Sheesh, I leave you people alone for a few days, and what happens?... :)
chromatic: This was on my list of things to write about on here, so I guess I'll give it a brief treatment here.
Close to two years ago I went to a training class at
work called "Consulting Skills". Almost the first thing they taught us was personality types. The
they used had four quadrants. On the y-axis they labelled the top as "dominant" and the bottom as "submissive". On the x-axis they labelled the right as "task-oriented" and the left as "people-oriented".

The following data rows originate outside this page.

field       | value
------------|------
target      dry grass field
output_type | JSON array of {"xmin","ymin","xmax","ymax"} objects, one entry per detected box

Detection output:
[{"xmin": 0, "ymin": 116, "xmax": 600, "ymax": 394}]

Computer nerds such as ourselves usually fall in the lower right quadrant. We're more task-oriented than people-oriented, so things, and in particular accomplishments, appeal to us more than interacting with people, as a general rule. So meeting random people at a party would be draining to us, but would be enjoyable or even stimulating to people on the left side.

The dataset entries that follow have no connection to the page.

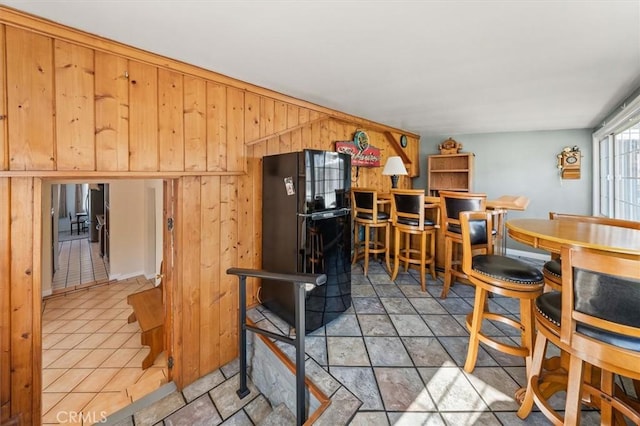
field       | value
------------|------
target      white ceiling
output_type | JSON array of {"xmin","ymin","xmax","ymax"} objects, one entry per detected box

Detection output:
[{"xmin": 5, "ymin": 0, "xmax": 640, "ymax": 136}]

Similarly, we're more on the submissive side. The type in the upper right is also task-oriented, but they're more of the take-charge types. (They're more likely to be project managers, for example.) They'd rather make a snap decision and deal with the consequences than analyze and agonize. If a job needs to be done, they'd just jump in and start doing it, and try to fix the mess they created later, whereas our type would say, "Whoa, wait a minute, let me stop and think about this/do some research/review the existing codebase/read a few O'Reilly books on the subject first."
We're more attentive to the details. If there's a typo in a document or a program we're the first to notice it. (I have an award certificate hanging on my wall, from my volunteer service at my church. The first thing I noticed when I got it was that they had two spaces between a pair of words when they had the expected one space between words everywhere else. It just jumped out at me--that's the first thing my eye landed on. I figured it would be ungrateful to complain about it, so I didn't say anything, and over the past year that I've had it I've learned to not let it bug me.)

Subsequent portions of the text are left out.